Out with room service, in with restaurant meals
Are hotels (and their employees) part of your marketing plan? Hotel room service -- traditionally a money-loser for hotels -- is becoming a benefit fewer travelers are demanding, according to USA Today. It says the American Hotel and Lodging Association found that 37 percent of hotels offered room service in 2014 as opposed to 22 percent in 2016, and 71 percent of luxury hotels offered alternatives to room service last year. Restaurants and grocery stores are stepping up by providing prepared meals, grab-and-go foods and meal kits to offer some of those alternatives. It can pay to be on the radar of hotels in your region, along with those who work there. Hyatt Centric, for one, has partnered with Grubhub to provide meal delivery from restaurants selected by hotel employees.

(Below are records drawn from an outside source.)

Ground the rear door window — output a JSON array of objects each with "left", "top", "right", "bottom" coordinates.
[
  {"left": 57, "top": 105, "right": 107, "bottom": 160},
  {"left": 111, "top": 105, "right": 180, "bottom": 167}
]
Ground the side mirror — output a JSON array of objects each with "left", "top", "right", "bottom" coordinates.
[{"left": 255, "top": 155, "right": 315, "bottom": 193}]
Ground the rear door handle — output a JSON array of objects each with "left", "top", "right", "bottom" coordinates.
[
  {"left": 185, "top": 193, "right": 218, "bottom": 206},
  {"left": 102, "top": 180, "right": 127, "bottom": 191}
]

Picture-perfect food safety training
When you conduct food safety training, to what extent do you use images to convey important messages? An FDA study recommends it -- both for those who speak English as a second language and native speakers. Food Safety Market says visual presentations and storyboards that use graphics and colors more predominantly than text do a more effective job of communicating safety messages in any language, so when posting food safety signs and conducting training, complement any text with a related image. Use color-coding to help your team readily identify important warnings, as well as kitchen tools used for different foods.

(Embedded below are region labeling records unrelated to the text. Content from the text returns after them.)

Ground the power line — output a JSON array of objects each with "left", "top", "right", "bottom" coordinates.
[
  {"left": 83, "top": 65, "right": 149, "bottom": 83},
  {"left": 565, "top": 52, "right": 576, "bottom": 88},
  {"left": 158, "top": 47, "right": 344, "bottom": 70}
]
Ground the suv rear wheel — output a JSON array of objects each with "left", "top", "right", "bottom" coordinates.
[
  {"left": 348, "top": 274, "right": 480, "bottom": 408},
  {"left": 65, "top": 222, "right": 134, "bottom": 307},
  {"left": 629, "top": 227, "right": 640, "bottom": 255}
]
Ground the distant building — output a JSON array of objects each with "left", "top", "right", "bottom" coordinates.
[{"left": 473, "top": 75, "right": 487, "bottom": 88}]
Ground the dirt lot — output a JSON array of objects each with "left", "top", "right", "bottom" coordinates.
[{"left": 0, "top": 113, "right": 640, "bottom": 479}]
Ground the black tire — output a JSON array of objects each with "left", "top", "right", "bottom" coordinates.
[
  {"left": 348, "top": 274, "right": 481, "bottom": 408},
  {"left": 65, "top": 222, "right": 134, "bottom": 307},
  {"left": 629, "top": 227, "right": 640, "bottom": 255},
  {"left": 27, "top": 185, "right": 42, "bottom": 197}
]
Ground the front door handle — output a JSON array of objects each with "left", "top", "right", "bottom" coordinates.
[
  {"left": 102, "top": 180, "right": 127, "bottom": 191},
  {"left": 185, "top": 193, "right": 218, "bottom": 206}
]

Even if your kitchen has an ideal flow, your sinks are located away from sources of contamination and you have a well-planned sanitation routine, you could still have a contamination problem if your ventilation system isn't operating as it should. Do you have a plan in place for inspecting, testing, maintaining and cleaning it regularly to avoid the build-up of contaminants? If not, Francine Shaw of Food Safety Training Solutions says your ventilation system could be spreading flour dust, nut particles or other allergens throughout the facility. Those particles could contaminate virtually everything. Be sure to cover all flours, nuts and other common allergens to prevent cross-contact.

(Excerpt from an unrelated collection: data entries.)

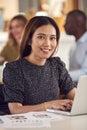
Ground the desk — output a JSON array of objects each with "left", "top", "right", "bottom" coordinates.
[{"left": 0, "top": 115, "right": 87, "bottom": 130}]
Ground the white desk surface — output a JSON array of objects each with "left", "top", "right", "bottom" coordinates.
[{"left": 0, "top": 115, "right": 87, "bottom": 130}]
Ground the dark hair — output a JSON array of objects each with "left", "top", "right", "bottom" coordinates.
[
  {"left": 67, "top": 9, "right": 87, "bottom": 27},
  {"left": 20, "top": 16, "right": 60, "bottom": 57}
]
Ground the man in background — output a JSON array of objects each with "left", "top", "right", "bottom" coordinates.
[{"left": 64, "top": 10, "right": 87, "bottom": 82}]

Ensure food safety door to door
Consumers want speedy, inexpensive food delivery -- but operators have to balance those desires with the need for food safety. Be specific about your needs when negotiating with third-party delivery providers. As Catering Insights put it recently, food safety mandates may vary state by state, but restaurant contracts with third-party delivery companies should be negotiated to include food safety specifications. Consider whether you need to require that drivers use hot/cold bags to keep food temperatures safe and that no more than a fixed amount of time can pass between pick-up and drop-off, for example. Have clear standards in place when it comes to pick-up procedures, complaint processing, minimum insurance levels and limiting the number of stops drivers can make.